Mode de gouvernance de cette Taxe Octroi de Mer :

L’Etat assure la collecte, le recouvrement et le versement de la Taxe

Régions, Départements et Collectivités unique d’Outremer : Décident de la stratégie territoriale. Elles Fixent les taux par produits et accordent les exonérations facultatives. Déterminent les modalités de répartitions entre communes (en concertation avec les communes). Perçoivent l’Octroi de Mer dit Régional.

les communes, non acteurs, perçoivent leurs parts.

Redistribution des recettes de l’Octroi de Mer :

A qui sont elle affectées :

Elle est redistribuées à 75,8 %, aux communes sous forme d’une Dotation Globale Garantie basée à chaque fois sur l’année n-1. Avec une possibilité que l’excès par rapport à l’année n-1 est affecté à un Fond Régionale pour le Développement et l’Emploi (FRDE). Il faut cependant signaler que chaque territoire a ses modalités de calcul de l’Octroi de mer revenant aux communes, et qu’il appartient aux Régions de proposer à l’Etat leurs modalités, qui seront proposés à l’UE.

Le reste va aux Régions  soit 24,2 %.

L’Octroi de Mer, au sens de la dotation globale garantie DGG, représente un montant significatif des recettes de fonctionnement pour les collectivités territoriales qui en sont attributaires. Il est la première ressource fiscale pour les plus petites communes et la deuxième après la taxe sur les carburants pour les deux régions, les deux collectivités territoriales uniques et le Département de Mayotte.

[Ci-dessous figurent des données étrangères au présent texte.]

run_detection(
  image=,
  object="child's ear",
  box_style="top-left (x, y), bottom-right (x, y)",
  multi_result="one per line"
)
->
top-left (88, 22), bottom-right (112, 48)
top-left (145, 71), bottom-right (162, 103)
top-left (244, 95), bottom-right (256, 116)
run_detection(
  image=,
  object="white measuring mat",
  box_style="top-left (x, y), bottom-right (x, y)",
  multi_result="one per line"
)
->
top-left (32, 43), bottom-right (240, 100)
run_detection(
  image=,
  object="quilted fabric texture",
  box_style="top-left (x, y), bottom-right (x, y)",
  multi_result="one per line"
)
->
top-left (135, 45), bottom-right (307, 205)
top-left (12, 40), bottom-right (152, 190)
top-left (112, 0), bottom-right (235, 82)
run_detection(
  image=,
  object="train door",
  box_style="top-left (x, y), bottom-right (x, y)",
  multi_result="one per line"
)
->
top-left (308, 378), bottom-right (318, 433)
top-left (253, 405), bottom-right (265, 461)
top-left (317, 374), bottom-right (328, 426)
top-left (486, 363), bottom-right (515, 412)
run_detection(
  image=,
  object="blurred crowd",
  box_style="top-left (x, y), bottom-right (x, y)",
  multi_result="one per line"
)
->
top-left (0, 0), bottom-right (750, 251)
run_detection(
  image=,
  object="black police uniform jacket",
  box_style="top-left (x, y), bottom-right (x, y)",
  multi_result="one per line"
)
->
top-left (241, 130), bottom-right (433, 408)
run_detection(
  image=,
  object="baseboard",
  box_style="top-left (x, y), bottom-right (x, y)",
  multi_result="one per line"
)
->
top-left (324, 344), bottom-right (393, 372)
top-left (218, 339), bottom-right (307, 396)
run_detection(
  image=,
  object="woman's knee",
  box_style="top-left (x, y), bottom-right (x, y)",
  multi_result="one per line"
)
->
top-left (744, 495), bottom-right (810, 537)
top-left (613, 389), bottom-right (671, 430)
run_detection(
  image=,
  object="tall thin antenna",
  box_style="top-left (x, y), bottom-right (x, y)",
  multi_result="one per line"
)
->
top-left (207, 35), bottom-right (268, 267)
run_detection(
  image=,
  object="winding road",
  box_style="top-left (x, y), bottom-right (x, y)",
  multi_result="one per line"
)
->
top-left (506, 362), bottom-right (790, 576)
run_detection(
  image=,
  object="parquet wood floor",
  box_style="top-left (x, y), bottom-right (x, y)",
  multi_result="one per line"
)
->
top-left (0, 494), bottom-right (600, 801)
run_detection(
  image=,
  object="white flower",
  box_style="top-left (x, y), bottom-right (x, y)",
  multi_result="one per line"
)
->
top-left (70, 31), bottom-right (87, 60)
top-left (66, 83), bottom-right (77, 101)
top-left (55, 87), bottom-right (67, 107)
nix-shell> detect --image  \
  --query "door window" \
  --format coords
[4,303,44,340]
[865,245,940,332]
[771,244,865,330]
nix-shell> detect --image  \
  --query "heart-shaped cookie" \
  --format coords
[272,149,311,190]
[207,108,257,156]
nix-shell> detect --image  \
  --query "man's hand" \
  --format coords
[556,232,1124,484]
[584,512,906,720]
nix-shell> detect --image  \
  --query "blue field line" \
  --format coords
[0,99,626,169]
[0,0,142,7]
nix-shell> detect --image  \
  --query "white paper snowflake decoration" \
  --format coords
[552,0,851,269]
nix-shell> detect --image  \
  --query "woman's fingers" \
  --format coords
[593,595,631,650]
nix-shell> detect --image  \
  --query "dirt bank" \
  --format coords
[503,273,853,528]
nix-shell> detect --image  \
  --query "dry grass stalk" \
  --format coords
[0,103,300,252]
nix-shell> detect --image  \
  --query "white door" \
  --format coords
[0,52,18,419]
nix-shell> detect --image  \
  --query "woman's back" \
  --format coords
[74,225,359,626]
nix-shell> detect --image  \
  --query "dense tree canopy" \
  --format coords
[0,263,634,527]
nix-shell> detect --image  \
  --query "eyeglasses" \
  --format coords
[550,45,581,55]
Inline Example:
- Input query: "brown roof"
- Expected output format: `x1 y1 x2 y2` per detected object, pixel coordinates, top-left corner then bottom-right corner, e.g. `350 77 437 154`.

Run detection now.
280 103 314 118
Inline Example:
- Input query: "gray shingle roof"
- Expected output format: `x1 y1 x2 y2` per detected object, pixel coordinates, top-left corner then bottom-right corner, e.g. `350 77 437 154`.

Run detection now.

Pour la Région Réunion : Sur un budget annuel de 624 Millions d’euros, Les recettes de l’Octroi de Mer représente 136.5 Millions soit 22 %. 33 % en Guadeloupe, 11.9 % en Guyane, 8,8 % à Mayotte et en Martinique.

Pour les communes des Outremers, hors Mayotte et Guyane, leurs budgets par habitants construits avec l’Octroi de Mer vont de 1336 à 1808 € par habitant. Moyenne hexagonale 1338 € par habitant. Mayotte 776 € par habitant. Sans l’octroi de mer, leurs recettes se situeraient entre 86 et 88 % du niveau de celles des communes de l’hexagone pour la Réunion, La Martinique et la Guadeloupe, et les communes mahoraises et guyanaise se situeraient respectivement à 38 et 65 %. C’est dire la faiblesse des bases d’impositions fiscales plus « classiques » dans les départements et régions d’outre-mer. En fait l’Octroi de mer vient compenser plus ou moins efficacement une rupture d’Egalité entre les Régions Hexagonales et les Régions d’Outremers dans le système fiscal classique permettant d’alimenter les collectivités.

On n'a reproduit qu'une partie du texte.